Historian Robert K. Wright Jr. asserted that du Plessis was "instrumental" in familiarizing American officers with the writings of Jacques Antoine Hippolyte, Comte de Guibert at Valley Forge during the 1777-1778 winter. After France's defeat in the Seven Years' War, Guibert wrote Essai Generale de Tactique which was refined and published in 1772. This work stressed that foot soldiers be trained to fight as both line and light infantry, and to use both columns and linear formations on the battlefield. Guibert was also influenced by artillery theorist Jean-Baptiste Vaquette de Gribeauval who urged gunners to group their guns into massed batteries and to mainly direct their fire on the enemy infantry.
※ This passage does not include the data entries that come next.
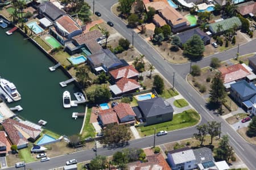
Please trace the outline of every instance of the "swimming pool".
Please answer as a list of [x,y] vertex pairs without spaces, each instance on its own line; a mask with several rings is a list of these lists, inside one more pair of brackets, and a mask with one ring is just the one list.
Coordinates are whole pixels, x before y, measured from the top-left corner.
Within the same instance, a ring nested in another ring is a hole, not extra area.
[[38,141],[36,144],[38,145],[43,145],[44,144],[48,143],[51,142],[56,141],[56,139],[47,134],[44,134],[43,137]]
[[48,42],[53,48],[58,48],[61,46],[60,42],[59,42],[51,36],[46,36],[44,38],[46,42]]
[[86,61],[87,58],[81,55],[78,57],[71,56],[68,60],[72,65],[79,65]]
[[167,2],[172,7],[174,7],[175,8],[177,8],[177,7],[178,7],[177,5],[176,5],[174,2],[172,2],[172,0],[167,0]]
[[42,28],[39,26],[38,25],[36,22],[32,22],[26,24],[26,25],[28,27],[28,28],[32,29],[32,31],[36,34],[38,34],[44,31],[43,28]]
[[109,105],[108,104],[108,103],[102,103],[100,104],[100,106],[101,108],[101,109],[102,110],[106,110],[106,109],[109,109]]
Although Friedrich Wilhelm von Steuben played a more significant role in introducing professionalism among American officers, du Plessis was nevertheless highly respected as an instructor.

At the Battle of Monmouth on 28 June 1778, Charles Lee led the 5,000-man American advance guard to attack Sir Henry Clinton's British army. Since Lee was a recently exchanged prisoner of war, he did not realize that the Continental Army had become a more professional force in his absence. Consequently, he mishandled his troops on the field. Washington arrived with the army's main body to find Lee's advance guard in full retreat in the face of Clinton's counterattack. He quickly set up a holding position and rode back to organize the main line of defense.
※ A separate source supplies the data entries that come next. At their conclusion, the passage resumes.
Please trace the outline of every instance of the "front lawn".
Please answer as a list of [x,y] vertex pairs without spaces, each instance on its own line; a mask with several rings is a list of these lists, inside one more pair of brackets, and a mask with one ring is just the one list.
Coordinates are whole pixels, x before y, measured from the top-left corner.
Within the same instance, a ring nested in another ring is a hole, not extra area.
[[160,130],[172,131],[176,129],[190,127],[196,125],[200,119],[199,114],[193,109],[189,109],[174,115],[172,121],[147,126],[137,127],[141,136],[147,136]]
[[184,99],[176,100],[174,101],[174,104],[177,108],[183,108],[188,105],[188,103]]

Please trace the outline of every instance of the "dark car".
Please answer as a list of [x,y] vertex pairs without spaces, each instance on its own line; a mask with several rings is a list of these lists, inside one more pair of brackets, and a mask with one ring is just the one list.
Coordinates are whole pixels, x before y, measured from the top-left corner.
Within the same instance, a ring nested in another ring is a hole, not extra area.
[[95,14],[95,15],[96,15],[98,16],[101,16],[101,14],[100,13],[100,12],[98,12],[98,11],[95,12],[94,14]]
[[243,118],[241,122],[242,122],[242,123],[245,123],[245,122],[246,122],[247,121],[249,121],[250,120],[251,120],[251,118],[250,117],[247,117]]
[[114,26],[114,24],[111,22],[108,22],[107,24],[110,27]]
At about the same time, Washington sent William Woodford's 3rd Virginia Brigade and four cannons under du Plessis to block any British attempt to turn his right flank. Soon afterward, the American commander encountered Lieutenant Colonel David Rhea who told him about high ground on the south flank. Washington ordered Rhea to find Nathanael Greene and lead him to the position. Around 3:00 PM Greene reached on Comb's Hill to find it protected on three sides by a swampy stream and overlooking the British left flank. Du Plessis, adjutant to American artillery chief Henry Knox, arrived with four 6-pound cannons around 3:30 PM. Unlimbering their guns, his crews opened an enfilading fire against the British line at the hedgerow and their nearby artillery line. This probably caused Clinton to order a withdrawal soon after. Later, Anthony Wayne sallied forth to attack the British and Clinton sent the 1st Grenadiers and the 33rd Foot to push him back. As Wayne fell back, the British again came within range of du Plessis' guns around 5:30 PM. According to legend, one well-aimed cannonball passed along the front of a grenadier platoon, knocking the muskets out of every man's hands. The British attack faltered and their troops finally retired.

==Haiti==
On 5 November 1778, Congress granted du Plessis leave to resign from the Continental Army and ordered that a letter be prepared testifying to his "zeal, bravery and good conduct". Historian Francis B. Heitman related no more about his service with the American army and did not list him in his separate roll of French officers. However, another source stated that du Plessis fought under Jean-Baptiste Donatien de Vimeur, comte de Rochambeau. He was promoted to major in the French royal army and was posted to Haiti in 1787 as commandant of the Port-au-Prince Regiment.

At the outbreak of the French Revolution, he announced himself to be hostile to it and was outspoken in his views against freeing the slaves. He and Governor Philibert François Rouxel de Blanchelande refused to carry out the decrees ordered by the revolutionary government. Instead, du Plessis disarmed the national guard and formed a royalist corps called the Pompons Blancs. He arrested the colonial revolutionary committee and dissolved the local assembly. His harsh policies provoked a general insurrection. On 3 March 1791, the Artois and Normandie Regiments arrived from France as reinforcements for the colony. The new soldiers quickly made common cause with local revolutionary elements and told the men of the Port-au-Prince Regiment that their commander had been executing false orders. Aroused by this news, his troops mutinied and killed du Plessis.